Cyber wrap
2 Aug 2017|

It’s been a big week in cybersecurity. The twin giants of #infosec conferences, Black Hat and DEF CON, has just wrapped up in Las Vegas, and a DefCon Beijing beta event has been announced. The show-stealer was the open challenge, in which five different types of voting booths were left in a room for DEF CON attendees as a challenge. The first booth was hacked after 90 minutes, and the exercise demonstrated a number of poor security procedures, such as the default administrator passwords for the booths being unchanged and available online. They were not able to change votes, however. For a great write-up of the other keynote events and lectures, see here. In equally momentous news, yesterday marked the fourth anniversary of the launch of ASPI’s International Cyber Policy Center. Happy birthday, @ASPI_ICPC!

Russia has taken steps to pass a law that will ban the use of virtual private networks (VPNs) and other anonymisation technologies in the country. It will enter into force on 1 November 2017. Other legislation is set to come in early next year that will force messaging app companies to identify users by phone numbers by 1 January 2018. Edward Snowden, ex-NSA ‘whistleblower’ (and current Moscow resident), has publicly criticised the ban on VPNs, and noted it’s the second of such bans this week, with Apple reportedly removing VPN apps from its App Store in the Chinese market. While the exact cause of the removal was initially unclear, Apple has since released a relatively short statement taking responsibility for the removals, saying that the VPNs were not licensed under Chinese law.
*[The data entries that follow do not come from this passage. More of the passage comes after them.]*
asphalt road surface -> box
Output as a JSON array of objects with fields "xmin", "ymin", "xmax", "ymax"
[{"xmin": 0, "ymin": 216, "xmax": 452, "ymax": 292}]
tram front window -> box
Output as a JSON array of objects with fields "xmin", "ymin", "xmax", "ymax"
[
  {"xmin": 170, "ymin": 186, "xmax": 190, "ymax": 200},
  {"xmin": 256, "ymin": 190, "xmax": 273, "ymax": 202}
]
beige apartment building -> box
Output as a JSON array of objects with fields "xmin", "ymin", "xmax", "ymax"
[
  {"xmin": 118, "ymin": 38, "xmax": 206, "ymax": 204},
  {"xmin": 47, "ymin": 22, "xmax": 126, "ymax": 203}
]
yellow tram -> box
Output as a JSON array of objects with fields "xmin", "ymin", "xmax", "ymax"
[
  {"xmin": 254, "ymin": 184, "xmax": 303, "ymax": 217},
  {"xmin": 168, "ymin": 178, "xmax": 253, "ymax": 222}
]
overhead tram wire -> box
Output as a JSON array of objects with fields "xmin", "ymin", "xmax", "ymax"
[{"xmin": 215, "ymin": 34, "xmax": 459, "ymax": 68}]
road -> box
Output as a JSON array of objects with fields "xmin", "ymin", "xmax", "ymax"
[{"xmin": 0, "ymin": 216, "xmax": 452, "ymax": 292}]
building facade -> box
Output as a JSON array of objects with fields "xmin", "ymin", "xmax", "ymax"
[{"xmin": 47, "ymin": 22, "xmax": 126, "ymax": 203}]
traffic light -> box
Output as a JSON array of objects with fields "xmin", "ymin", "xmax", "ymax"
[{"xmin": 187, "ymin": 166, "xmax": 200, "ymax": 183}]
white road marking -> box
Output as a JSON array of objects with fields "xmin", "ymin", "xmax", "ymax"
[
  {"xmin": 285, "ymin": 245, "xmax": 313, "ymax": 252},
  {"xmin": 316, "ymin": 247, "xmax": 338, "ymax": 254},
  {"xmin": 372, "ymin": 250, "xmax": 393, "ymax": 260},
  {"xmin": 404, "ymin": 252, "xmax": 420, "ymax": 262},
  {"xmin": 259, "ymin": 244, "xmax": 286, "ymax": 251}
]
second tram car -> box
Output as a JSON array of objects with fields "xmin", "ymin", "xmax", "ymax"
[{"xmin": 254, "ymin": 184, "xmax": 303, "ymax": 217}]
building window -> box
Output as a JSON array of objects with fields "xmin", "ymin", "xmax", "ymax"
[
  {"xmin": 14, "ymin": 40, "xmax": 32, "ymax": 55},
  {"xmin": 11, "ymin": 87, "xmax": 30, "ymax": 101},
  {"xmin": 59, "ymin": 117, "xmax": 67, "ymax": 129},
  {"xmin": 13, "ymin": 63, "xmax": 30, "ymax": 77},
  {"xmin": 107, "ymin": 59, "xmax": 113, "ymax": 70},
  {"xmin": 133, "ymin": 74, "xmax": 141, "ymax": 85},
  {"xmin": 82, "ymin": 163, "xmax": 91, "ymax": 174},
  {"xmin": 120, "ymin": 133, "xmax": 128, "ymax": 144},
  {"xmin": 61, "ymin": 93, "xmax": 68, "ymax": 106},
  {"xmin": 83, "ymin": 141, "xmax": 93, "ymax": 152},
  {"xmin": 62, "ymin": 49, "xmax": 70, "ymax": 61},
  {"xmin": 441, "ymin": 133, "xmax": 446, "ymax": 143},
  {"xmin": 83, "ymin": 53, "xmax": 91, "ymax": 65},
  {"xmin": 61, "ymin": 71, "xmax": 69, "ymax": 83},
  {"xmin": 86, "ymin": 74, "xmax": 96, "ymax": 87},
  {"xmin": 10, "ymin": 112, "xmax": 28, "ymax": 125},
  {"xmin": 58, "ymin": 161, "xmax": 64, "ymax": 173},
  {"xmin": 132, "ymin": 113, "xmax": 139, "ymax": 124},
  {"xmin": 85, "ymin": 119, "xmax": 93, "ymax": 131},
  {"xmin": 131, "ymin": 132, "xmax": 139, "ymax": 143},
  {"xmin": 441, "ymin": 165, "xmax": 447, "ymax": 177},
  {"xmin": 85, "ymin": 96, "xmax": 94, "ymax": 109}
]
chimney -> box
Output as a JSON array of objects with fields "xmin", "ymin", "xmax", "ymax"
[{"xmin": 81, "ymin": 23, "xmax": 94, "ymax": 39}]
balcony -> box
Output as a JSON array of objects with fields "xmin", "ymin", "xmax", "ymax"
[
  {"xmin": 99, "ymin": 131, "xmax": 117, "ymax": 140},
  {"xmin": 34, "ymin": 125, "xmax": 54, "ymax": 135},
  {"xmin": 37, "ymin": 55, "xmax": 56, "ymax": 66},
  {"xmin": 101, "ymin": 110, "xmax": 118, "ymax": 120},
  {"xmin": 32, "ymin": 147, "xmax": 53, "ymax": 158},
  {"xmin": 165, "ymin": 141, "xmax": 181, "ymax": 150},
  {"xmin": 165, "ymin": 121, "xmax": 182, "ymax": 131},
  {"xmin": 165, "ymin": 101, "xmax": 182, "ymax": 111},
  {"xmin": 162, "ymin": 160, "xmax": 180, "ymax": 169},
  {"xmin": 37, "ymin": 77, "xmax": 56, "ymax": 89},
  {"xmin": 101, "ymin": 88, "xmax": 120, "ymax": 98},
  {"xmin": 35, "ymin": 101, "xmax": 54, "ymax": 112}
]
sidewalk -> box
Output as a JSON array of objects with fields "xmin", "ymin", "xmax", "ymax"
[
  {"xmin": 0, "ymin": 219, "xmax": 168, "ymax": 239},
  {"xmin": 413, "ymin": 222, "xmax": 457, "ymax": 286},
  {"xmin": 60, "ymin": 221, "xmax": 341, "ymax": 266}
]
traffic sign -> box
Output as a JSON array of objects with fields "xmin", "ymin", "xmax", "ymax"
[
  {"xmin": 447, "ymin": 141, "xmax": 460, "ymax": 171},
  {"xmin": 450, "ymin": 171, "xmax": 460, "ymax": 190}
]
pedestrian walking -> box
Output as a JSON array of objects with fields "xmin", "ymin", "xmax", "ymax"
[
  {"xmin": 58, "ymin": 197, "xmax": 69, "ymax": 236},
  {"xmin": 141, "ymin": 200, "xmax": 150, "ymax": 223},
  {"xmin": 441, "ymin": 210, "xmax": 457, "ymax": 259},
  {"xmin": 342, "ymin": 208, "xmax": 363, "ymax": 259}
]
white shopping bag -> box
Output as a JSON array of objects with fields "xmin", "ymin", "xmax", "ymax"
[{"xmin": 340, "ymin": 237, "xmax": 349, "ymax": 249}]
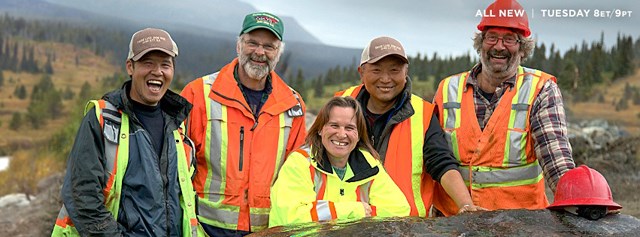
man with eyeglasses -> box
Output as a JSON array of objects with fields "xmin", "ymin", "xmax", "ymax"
[
  {"xmin": 182, "ymin": 12, "xmax": 306, "ymax": 236},
  {"xmin": 434, "ymin": 0, "xmax": 575, "ymax": 215}
]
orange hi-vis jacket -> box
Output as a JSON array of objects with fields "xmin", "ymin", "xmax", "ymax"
[
  {"xmin": 335, "ymin": 85, "xmax": 436, "ymax": 217},
  {"xmin": 434, "ymin": 67, "xmax": 555, "ymax": 215},
  {"xmin": 181, "ymin": 58, "xmax": 306, "ymax": 232}
]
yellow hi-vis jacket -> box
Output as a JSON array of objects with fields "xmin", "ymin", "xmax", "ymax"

More than 60 VPNs have been affected so far.

Singapore’s privacy commission has proposed changes to the country’s personal data protection laws to provide mandatory data breach notification. Data breaches have remained topical elsewhere in the world, as Sweden’s nationwide motor registry data breach crisis has claimed the jobs of two Swedish ministers, Interior Minister Andres Ygeman and Infrastructure Minister Anna Johansson, and has saddled the prime minister with the possibility of facing a vote of no confidence. Data breaches have affected television as well. HBO’s internal databases were breached (again) and 1.5 terabytes of data exfiltrated. It’s not clear whether the data includes yet-unreleased episodes from season 7 of the hit TV show Game of Thrones, but written material from next week’s fourth episode has been released online.

Elon Musk and Mark Zuckerberg have had a public disagreement about whether we should welcome or fear our new artificial intelligence (AI) ‘overlords’. While Zuckerberg has described Musk’s concerns of an AI-led apocalypse as ‘irresponsible’, Musk has fired back that Zuckerberg’s understanding of the subject is ‘limited’. Commentators have suggested that it’s more about a difference of time scales, or a difference of branding, than a difference of opinion. In what might be a point for Musk, Facebook has gone back to the drawing board on one of its AI projects after two chatbots in the projects began communicating in their own language consisting of shorthand English strung together nonsensically, to humans at least.

A New York Times piece has outlined how China is aiming to become a leader in AI technology research and development by 2030, and how its spending billions of dollars to foster innovation. By contrast, the US has yet to create a national strategy for continued innovation in AI. There are programs and projects no doubt, like this week’s announcement that the US Air Force is looking at using AI to monitor Twitter and social media networks, but there’s an increasing risk that the US might find itself on the wrong side of the innovation offset.

Innovation remains high on the agenda for the Australian government. The Digital Transformation Agency and the Australian Public Service Commission are currently looking to find and place 250 cadets and apprentices in Australian government agencies to start off their brilliant careers in IT. On the senior side of the career spectrum, the Department of Defence’s chief information officer, Peter Lawrence, has come to the end of his five-year term after steering the department through a number of major programs and reforms. The Australian Communications and Media Authority will be conducting a review of the NBN and its 21 contractors and subcontractors by compelling all of the companies involved to provide data about why the NBN has been underperforming. And the South Australian government is allegedly introducing laws that would compel child exploitation website operators to provide their passwords so that law enforcement can access personal data held in their computers or personal clouds. The news has ignited some concern, though details remain scarce.

Adobe is killing off its Flash media player by 2020. Most have speculated that the reason for the closure is security, as Flash has been an infamous (and growing) source of many critical vulnerabilities. The move has been long predicted, as the functions that Flash provided have largely been replaced by the more secure and well-developed standards. Several major tech companies, including Microsoft, Facebook, Apple, Google and Mozilla have laid out roadmaps for how they’ll be moving on from Flash, and it looks like the change won’t be a big deal.

It’s been a good week for any ‘mooches’ looking for some free but good anti-virus software. Cybersecurity company ESET is offering a free 12-month subscription to its internet security service in partnership with PC Tech Authority Australia; it’s available here. Similarly, Kaspersky has begun offering a free version of its anti-virus software. In addition to improving the baseline security of users, one of the reasons the company is offering the software for free is that free installs of the software that encounter malware will provide more data points to improve Kaspersky’s threat-intelligence machine-learning systems.